I do tend to use FTK 3 for email forensic work and I think that is one of the reasons why FTK 3 is a good value.  You get the general file system forensics along with some decent secondary tools like Registry Viewer and PRTK.  You also get a nice email forensic tool built into FTK 3.  I’ve just never been that enamored with EnCase as an email forensic program largely because I don’t think the GUI works as well for email forensics compared to FTK and because I hate having to reload the email each time I reopen a case in EnCase.  EnCase just scales poorly when it comes to email, but I know Guidance is working hard to catch up based on what I learned from them at CEIC.

So the bottom line is that as I have gained more experience, I’ve relied less on my primary GUI tools and more on a whole host of other specialized tools along with the manual parsing of artifacts.  Since EnCase does a good job parsing file system data and can easily be used as a springboard for the use of other tools, I keep using it especially since it just feels very natural for me when it comes to hex level forensic work.


  1. While preparing for and giving a recent seminar on forensic analysis to locate bots, it occurred to me that I use a number of small tools, all of them each with their own specific purpose. While it is possible to pull a lot of them into a framework similar to log2timeline, I would still want to have them separate, as their functionality is simply too valuable. For example, evtrpt.pl allows me to see a report of the frequency of event sources and IDs, and provides me with a date range of all of the events in the .evt file.

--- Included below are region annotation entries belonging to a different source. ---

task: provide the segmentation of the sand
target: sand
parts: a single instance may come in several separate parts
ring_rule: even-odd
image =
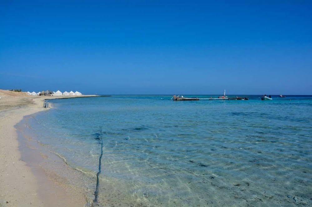
[[[86,96],[94,96],[81,97]],[[78,190],[38,171],[35,161],[26,163],[19,150],[14,126],[24,116],[48,110],[42,107],[45,99],[60,97],[1,90],[0,97],[0,206],[84,206],[85,197]]]

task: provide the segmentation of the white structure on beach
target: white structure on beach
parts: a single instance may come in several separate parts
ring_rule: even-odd
[[[76,96],[81,96],[82,94],[80,92],[76,91],[76,92],[75,92],[75,95]]]
[[[62,95],[63,94],[62,93],[62,92],[61,92],[58,90],[56,92],[53,93],[53,96],[62,96]]]

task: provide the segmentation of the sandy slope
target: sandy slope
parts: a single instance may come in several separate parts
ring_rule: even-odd
[[[44,173],[35,177],[18,150],[14,125],[24,116],[47,110],[42,107],[44,99],[55,97],[1,90],[0,97],[0,206],[83,206],[85,198],[77,190],[58,185]],[[39,185],[50,190],[41,191],[40,197]]]

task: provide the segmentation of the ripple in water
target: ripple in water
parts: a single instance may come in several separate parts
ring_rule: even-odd
[[[45,147],[84,172],[75,183],[89,201],[101,136],[100,206],[312,205],[312,97],[258,96],[55,100],[55,108],[27,124]]]

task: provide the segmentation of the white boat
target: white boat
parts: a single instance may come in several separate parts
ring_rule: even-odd
[[[273,100],[273,99],[270,97],[268,97],[266,96],[264,96],[261,97],[261,100],[265,101],[265,100]]]
[[[229,99],[227,96],[225,95],[225,90],[224,90],[224,93],[223,95],[222,96],[219,96],[218,98],[212,98],[210,97],[209,100],[227,100]]]

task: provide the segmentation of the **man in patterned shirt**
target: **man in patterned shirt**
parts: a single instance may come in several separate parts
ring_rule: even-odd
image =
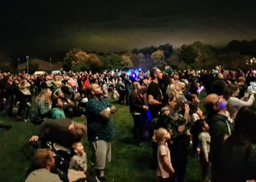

Evtparse.pl allows me to parse the .evt file on a binary level, bypassing the API (don't have to deal with "corrupt" messages), as well as output a list of event record numbers and their associated times (to detect modification of the system time). There have been a number of times where creating a micro- or nano-timeline has been a very valuable analysis technique, and allowed me to directly answer customer questions.

  2. I must say that I still Use EnCase (6+) as my Primary Tool or Platform to start my Investigation. From there I will direct Email, Registry Files,Inet History or other misc data to an appropriate Viewer (aka Netanlysis, AD Registry viewer, VLC media player etc.). I am still not pleased with the Stability and Overhead that FTK 3+ uses/requires.
    When needed (email investigation) for example, I will break out FTK 1.81 and work it with that... Simple and Stable.

    Will FTK do everything I need..Probably.. but old habit's die hard.. (And EnCase Scripting still Rocks!)

  3. We had been using FTK heavily, but relegated it to using it for email only. However, the fact that FTK version 1 & 2 cannot export emails in native format is a severely limiting factor. We recently picked up a copy of Intella at CEIC and are trying to get used to it. Certainly, it has a lot more features and capabilities than FTK. The graphical display is a nice touch, but takes some getting used to. The most limiting feature of Intella, however, its case manager which makes it very cumbersome to move cases around once you process them and create the index on one examination PC. If they fix some of it's quirks, Intella could become a stellar program for email examinations.